With the increasing popularity of electronic devices, such as laptop computers, portable digital assistants, digital cameras, mobile phones, digital audio players, video game consoles and the like, nonvolatile memory usage has continued to increase. Nonvolatile memories come in various types, including flash memories. Flash memories are widely used for information storage in electronic devices such as those mentioned above and others.
In conventional flash memories, data is stored in an array of individual memory cells, each of which includes a charge storage structure, such as a charge trap or floating gate. Generally speaking, with floating gate cells, each of the memory cells has two gates. One gate, the control gate, is analogous to the gate in a MOSFET. The other gate, the floating gate, is insulated all around by an oxide layer and is coupled between the control gate and the substrate. Because the floating gate is insulated by an oxide layer, any electrons placed on it (e.g., by tunneling) get trapped there and thereby enable the storage of data. More specifically, when electrons are stored on the floating gate, their presence modifies, by partially canceling out, the electric field generated when a voltage is provided to the control gate. This results in the modification of the threshold voltage of the channel of the cell, since a higher voltage on the control gate is needed to enable an electrical current to flow between the source and the drain of the cell as compared with what would be needed if there were no electrons stored on the floating gate. If the number of electrons stored on the floating gate is sufficiently large, the resulting modified threshold voltage will inhibit electrical current from flowing between the source and the drain when the normal operating voltage is provided to the control gate. Hence, in a typical flash memory cell that stores a single bit of data, electrical current will either flow or not flow when a memory cell is being read by providing a voltage on the control gate, depending on the number of electrons on the floating gate. The flow or no flow of electrical current, in turn, translates to a stored bit of data having a value of 1 or 0, respectively. Some flash memories (or other non-volatile storage devices) include multi-level cells, where a single cell is configured to store multiple bits of data by programming the memory cell to one of more than two data states (e.g., where each of the data states corresponds to respective ranges of threshold voltages).
In the pursuit of greater storage capacity in ever smaller chips, flash memory density has been increasing over the years, in part due to the down scaling of the memory cell dimensions. The continued down scaling of electronic devices has created many challenges and opportunities, among them the quest for an ultra-thin gate oxide. One problem that sometimes results from a thin gate oxide is leakage current. For example, when the oxide layer surrounding the floating gate of a flash memory cell is very thin, electrons stored on the floating gate may leak out (e.g., from the floating gate to the control gate and the word line that is coupled to the control gate, and eventually to ground), thus changing the originally stored bit of data having a value of 0, for example, into a bit of data having a value of 1.
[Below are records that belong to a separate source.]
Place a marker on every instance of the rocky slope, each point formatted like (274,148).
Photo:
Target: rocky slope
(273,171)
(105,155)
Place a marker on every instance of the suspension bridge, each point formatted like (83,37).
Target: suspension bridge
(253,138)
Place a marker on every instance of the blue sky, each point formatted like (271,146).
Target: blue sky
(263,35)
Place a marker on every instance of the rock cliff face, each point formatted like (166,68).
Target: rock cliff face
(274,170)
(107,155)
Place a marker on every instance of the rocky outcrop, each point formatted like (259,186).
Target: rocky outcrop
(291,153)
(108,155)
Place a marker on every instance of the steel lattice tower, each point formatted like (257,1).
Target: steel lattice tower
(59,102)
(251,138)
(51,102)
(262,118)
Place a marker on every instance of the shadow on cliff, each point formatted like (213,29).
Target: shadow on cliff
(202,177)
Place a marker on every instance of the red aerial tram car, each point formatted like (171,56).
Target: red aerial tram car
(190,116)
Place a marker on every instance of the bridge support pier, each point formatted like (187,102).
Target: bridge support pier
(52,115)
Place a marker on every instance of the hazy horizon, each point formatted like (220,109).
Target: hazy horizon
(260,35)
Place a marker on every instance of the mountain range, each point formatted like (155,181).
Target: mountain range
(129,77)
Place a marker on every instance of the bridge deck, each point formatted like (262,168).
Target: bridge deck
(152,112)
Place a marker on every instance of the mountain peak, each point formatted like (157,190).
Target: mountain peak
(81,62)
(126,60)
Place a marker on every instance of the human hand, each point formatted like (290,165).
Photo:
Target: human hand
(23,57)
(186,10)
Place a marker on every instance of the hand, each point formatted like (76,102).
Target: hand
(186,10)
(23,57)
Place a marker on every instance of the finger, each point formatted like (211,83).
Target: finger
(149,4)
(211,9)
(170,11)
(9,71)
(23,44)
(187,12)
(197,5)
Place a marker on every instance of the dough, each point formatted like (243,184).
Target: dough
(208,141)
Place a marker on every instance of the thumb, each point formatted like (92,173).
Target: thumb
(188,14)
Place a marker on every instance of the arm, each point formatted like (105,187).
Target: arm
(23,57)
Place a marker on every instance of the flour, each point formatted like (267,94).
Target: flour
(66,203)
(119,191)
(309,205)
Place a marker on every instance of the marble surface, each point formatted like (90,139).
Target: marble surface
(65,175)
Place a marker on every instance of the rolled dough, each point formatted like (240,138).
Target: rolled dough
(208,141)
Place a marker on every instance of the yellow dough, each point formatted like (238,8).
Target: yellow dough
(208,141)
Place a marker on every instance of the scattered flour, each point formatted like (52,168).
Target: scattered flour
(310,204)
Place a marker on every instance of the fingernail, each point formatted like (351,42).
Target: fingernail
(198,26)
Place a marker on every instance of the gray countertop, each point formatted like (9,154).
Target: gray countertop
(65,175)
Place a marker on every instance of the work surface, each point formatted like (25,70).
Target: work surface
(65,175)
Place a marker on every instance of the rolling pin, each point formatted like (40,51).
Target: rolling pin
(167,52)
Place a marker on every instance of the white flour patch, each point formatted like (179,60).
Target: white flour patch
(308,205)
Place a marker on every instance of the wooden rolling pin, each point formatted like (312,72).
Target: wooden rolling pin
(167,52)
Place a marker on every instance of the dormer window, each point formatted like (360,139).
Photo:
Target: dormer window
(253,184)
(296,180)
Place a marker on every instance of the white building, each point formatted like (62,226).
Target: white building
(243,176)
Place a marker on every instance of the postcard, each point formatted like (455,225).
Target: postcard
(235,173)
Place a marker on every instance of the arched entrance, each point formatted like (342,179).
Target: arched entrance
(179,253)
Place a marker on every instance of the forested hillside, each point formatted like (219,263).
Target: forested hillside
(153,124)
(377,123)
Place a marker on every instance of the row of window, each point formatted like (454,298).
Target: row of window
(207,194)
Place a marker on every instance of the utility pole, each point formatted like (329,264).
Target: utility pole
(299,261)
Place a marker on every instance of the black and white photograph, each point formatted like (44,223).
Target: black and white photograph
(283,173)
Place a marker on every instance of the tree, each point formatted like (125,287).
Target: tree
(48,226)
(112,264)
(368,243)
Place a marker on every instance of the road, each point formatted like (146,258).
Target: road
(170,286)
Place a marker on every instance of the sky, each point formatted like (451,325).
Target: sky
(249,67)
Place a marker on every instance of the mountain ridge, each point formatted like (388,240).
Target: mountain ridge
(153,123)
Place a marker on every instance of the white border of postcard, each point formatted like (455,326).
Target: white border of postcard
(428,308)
The continued down scaling of electronic devices also tends to decrease the physical separation of components on an integrated circuit chip. For example, in a memory device, the tight word line to word line pitch may increase the possibility of leakage current from one word line to another. This may particularly be true in flash-type memories where one word line is charged to a high voltage (e.g., 10V) while the neighboring word lines and other components remain at a lower voltage (e.g., 0V, 2.3V, 5V, etc.). The high voltage may be generated in a voltage source (e.g., a charge pump or a voltage shifter) circuit and may be provided to a word line in a flash memory array to, for example, program one or more memory cells coupled to the word line. The world line charged to a high voltage may therefore induce leakage current to adjacent word lines and/or to other nearby components of the flash memory device. Although some leakage current can be tolerated in some cases, leakage current above a certain threshold may improperly alter the operation of some devices. If, for example, a particular word line in a flash memory array has a leakage path to a neighboring word line, the leaked current may alter the data stored in the floating gates of the neighboring word line. As another example, excessive leakage current may increase the power consumed (and thus the heat generated) by an integrated circuit chip.
In order to identify unacceptable leakage current levels (including the types of leakage current mentioned briefly above, and others), some integrated circuit chips may be tested during manufacturing. In a flash memory device, for example, a leakage current test may be conducted to measure the leakage current on each of the word lines to determine whether the leakage current from each word line is above a certain threshold and thus unacceptable.